Thandi Mavata
They are two women: one from a well-off family in Johannesburg, the other from a township in Port Elizabeth. In just two months, they’ve set the Internet on fire with one message: the doek.
Doek on Fleek (on Fleek meaning ‘cool’) is the name of the organisation Thandi Mavata (34) and Lusiwe Mlambo (38) founded in May this year. It happened at a Mothers’ Day event Mavata had organised which playfully, yet affectionately, told women to “doek it like your mother taught you”. From there, the idea took off to galvanise women around a garment many of them have known their whole lives.
“It is a crown we need to embrace. We’re not saying wear it every day, but we want to make it okay for women to go to the gym and wear a doek. We hope one day even women traffic cops can wear doeks at work,” Mavaka says.
She sits opposite Mlambo outside Hlamvu, a boutique that sells delicately designed garments in African prints in the trendy Johannesburg suburb of Greenside. It’s a difficult neighbourhood for small black businesses to succeed, but both women aim to bring more black women-owned businesses into districts where they usually couldn’t afford to survive.
Their events have seen interest grow from Soweto to the Vaal and as far afield as Free State. Although men are invited, it’s mostly a women’s affair.
“It’s unashamedly a space for women to engage. We worry more about the girls in this society, and are unashamedly pushing feminism and women’s issues,” Mlambo says. “The doek has been passed on from generations. We need to take thinking back to that communal living, where we share things.”
The two women met eleven years ago while working as television producers. Mavata travelled from her home in Kwazakhele township in the Eastern Cape, and slept on a bench at a Durban train station for eight days before she found her way up to Johannesburg. She believes promoting the aspirations of women – using the doek as a vehicle – is something she came to realise at a late age. The mother of three has one big reason as to why she didn’t make strides sooner: “Pull me down syndrome. That’s it. It’s asking why one woman is doing better than me,” she says.
Both Mavata and Mlambo strongly iterate that their business is not about the headscarf, but rather what it symbolises: generational knowledge passed down as grandmothers, mothers and sisters taught younger girls how to wrap themselves in years of inherited feminine knowledge.

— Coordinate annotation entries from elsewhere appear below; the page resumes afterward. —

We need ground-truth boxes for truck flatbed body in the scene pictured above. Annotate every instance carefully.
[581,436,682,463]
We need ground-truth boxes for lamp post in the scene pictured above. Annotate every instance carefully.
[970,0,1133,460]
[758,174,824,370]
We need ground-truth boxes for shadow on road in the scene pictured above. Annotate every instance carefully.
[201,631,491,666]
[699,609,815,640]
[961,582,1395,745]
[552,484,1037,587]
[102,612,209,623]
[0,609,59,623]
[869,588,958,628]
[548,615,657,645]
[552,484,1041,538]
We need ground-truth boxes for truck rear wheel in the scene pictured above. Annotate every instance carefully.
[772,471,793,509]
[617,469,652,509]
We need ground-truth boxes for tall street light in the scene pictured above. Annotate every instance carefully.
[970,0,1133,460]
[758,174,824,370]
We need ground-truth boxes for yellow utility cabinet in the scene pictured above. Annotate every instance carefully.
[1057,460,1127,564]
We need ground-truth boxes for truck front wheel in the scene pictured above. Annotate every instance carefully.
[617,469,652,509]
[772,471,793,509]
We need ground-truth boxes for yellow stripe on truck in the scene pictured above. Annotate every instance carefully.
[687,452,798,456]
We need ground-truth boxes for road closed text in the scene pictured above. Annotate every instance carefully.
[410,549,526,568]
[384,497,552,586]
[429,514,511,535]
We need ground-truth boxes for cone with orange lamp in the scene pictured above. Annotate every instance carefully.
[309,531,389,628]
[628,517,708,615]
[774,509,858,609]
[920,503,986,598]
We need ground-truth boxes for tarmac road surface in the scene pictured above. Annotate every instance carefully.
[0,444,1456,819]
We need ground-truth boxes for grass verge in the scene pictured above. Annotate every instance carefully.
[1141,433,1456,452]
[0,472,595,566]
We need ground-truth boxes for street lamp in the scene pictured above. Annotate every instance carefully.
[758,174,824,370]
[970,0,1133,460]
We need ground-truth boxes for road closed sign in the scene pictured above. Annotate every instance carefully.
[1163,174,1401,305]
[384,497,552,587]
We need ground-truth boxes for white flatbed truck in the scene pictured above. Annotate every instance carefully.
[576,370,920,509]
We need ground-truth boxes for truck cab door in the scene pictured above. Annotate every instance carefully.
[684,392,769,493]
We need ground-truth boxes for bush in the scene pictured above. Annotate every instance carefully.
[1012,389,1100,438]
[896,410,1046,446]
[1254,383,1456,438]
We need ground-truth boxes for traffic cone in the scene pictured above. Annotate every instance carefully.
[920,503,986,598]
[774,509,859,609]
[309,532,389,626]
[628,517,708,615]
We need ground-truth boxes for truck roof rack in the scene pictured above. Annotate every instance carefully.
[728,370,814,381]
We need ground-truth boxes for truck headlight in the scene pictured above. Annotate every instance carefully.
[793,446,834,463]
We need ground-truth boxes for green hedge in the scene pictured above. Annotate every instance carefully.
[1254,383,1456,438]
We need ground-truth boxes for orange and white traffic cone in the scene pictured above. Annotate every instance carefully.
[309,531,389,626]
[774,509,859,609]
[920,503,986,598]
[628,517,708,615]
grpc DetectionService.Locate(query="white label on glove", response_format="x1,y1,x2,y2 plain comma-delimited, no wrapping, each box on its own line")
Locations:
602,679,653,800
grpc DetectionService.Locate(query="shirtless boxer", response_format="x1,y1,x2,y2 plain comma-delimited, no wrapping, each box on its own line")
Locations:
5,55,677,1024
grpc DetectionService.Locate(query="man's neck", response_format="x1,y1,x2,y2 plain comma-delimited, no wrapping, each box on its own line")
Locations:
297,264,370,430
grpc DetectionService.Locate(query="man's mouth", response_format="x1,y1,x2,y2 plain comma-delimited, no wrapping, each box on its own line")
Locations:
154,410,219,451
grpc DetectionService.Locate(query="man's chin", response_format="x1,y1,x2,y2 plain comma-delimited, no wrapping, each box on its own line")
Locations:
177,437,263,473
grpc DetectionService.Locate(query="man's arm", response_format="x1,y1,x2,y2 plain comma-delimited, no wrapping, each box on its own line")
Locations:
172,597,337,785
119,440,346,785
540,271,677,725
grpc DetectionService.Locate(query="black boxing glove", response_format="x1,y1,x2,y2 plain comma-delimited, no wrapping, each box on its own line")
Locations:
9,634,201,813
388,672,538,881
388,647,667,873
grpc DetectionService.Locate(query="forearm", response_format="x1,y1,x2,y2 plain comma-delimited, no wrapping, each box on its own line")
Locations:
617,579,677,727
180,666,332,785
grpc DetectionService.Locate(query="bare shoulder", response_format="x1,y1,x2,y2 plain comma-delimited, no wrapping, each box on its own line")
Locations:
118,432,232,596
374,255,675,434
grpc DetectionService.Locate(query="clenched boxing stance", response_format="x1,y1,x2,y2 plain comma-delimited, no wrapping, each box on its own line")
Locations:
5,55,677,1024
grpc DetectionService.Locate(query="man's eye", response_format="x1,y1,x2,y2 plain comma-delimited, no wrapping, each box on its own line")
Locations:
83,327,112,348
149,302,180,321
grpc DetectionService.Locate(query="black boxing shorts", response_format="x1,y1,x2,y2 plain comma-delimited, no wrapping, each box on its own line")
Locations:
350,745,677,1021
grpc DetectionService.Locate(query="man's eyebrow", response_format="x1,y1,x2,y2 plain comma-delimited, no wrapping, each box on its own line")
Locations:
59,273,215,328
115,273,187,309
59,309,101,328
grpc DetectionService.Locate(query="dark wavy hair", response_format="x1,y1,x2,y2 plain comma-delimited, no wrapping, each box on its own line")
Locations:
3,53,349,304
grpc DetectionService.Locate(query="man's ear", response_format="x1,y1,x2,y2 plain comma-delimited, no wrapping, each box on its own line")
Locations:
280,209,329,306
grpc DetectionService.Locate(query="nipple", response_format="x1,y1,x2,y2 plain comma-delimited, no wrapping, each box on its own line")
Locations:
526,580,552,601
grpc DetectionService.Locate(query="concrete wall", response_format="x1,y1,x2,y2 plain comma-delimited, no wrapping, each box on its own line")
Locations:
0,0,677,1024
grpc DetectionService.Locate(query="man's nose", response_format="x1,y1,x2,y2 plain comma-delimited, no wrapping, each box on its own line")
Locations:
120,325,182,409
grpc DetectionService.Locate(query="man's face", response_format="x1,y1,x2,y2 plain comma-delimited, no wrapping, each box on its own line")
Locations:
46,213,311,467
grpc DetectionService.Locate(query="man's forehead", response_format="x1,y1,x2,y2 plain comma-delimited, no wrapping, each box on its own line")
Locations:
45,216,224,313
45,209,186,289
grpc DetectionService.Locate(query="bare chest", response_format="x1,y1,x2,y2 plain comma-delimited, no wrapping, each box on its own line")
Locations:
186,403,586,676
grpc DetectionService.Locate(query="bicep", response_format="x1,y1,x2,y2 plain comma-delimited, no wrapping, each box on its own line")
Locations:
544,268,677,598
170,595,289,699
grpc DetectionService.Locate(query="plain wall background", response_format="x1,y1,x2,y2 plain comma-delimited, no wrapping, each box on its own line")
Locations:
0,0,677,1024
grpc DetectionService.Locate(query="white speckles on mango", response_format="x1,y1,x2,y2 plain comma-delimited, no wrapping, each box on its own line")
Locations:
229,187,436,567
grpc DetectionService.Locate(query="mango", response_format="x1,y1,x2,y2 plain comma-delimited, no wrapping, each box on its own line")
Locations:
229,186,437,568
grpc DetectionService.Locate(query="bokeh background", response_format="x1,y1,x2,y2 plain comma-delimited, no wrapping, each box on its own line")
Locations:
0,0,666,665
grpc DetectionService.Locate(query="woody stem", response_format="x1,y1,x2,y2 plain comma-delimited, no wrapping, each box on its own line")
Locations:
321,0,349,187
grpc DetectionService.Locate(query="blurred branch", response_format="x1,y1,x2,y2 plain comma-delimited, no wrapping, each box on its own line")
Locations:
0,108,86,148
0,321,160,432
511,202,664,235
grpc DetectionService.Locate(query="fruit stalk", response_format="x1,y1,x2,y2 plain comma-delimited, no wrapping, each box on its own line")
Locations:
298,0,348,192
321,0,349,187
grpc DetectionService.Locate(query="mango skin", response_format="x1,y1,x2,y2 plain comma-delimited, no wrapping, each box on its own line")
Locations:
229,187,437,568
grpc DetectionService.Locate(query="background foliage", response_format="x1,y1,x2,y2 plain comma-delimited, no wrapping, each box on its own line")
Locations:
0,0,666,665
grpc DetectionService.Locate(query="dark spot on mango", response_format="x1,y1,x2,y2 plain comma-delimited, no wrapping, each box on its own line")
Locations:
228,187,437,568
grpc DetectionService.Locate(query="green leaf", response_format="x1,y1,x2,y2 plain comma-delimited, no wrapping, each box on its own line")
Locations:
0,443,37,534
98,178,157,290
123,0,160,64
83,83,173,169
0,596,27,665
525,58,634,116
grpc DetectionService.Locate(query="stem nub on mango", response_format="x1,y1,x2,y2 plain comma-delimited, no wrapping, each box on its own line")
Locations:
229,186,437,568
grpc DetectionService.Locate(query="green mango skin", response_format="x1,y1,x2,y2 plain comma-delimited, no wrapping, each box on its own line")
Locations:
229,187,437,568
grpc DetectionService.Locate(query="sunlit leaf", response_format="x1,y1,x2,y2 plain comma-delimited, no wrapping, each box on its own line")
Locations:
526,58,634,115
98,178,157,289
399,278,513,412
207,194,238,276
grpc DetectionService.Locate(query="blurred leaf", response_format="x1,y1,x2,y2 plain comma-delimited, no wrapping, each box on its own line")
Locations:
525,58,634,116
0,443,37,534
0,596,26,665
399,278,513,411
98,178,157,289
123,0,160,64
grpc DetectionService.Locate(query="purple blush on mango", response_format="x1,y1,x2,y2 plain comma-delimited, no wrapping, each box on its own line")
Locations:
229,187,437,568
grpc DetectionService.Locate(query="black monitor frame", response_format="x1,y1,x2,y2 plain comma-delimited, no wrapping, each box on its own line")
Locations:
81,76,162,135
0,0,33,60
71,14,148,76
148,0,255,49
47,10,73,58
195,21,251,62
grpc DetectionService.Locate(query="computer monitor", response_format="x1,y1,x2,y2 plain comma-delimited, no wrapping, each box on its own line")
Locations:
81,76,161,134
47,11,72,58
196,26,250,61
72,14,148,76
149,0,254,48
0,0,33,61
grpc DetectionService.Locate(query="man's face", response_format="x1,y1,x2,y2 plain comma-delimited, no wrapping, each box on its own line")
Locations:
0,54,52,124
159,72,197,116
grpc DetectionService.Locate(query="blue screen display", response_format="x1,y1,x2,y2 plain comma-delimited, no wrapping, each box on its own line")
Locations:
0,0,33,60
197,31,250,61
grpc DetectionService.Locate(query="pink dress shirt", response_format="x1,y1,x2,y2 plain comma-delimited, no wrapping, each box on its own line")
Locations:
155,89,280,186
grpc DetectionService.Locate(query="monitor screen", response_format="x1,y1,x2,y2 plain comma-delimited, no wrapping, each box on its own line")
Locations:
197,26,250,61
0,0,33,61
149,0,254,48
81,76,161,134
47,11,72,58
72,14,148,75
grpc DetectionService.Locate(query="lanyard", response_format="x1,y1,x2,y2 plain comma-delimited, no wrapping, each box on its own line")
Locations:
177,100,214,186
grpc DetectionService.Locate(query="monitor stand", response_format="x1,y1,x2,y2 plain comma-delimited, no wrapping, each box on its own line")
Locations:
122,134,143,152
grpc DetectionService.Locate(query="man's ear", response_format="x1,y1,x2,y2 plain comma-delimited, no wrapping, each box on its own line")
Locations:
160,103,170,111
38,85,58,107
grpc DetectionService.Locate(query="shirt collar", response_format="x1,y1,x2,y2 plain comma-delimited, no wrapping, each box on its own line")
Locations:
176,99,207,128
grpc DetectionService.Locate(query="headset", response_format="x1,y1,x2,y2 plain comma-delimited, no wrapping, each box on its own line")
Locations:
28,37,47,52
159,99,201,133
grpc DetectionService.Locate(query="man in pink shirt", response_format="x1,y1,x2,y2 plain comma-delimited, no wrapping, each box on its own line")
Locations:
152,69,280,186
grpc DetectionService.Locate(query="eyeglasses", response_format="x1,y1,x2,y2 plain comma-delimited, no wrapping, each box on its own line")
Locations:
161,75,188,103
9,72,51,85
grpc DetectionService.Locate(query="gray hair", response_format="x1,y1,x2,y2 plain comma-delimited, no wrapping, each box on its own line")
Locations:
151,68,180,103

That is what Mavata and Mlambo hope to achieve: provide a community for women to share and help one another, instead of being wary of each other’s success.
“I looked outside the first event, and the cars that were parked outside… I wanted to tell everyone to go outside and look at them. There is money there, but some women don’t realise that a R200 or a R400 being donated to a girl who is selling earrings will mean a lot,” Mavata says.
The two founders fund their events from their own pockets but are hoping that government funding or some form of sponsorship will ease the burden.
At the same time, they want to protect what they’ve built from hungry eyes, they say. They’ve been approached by and turned down some political parties who are looking for platforms to campaign as local government elections roll closer.
Although they’ve had their share of naysayers questioning why they focus on doeks and women, they remain determined to do for other women what they missed in their youth.
“We are women, and we believe that if we had had women who actually believed in us and supported us when we were young, we could’ve actually gone very far by now,” Mavata says.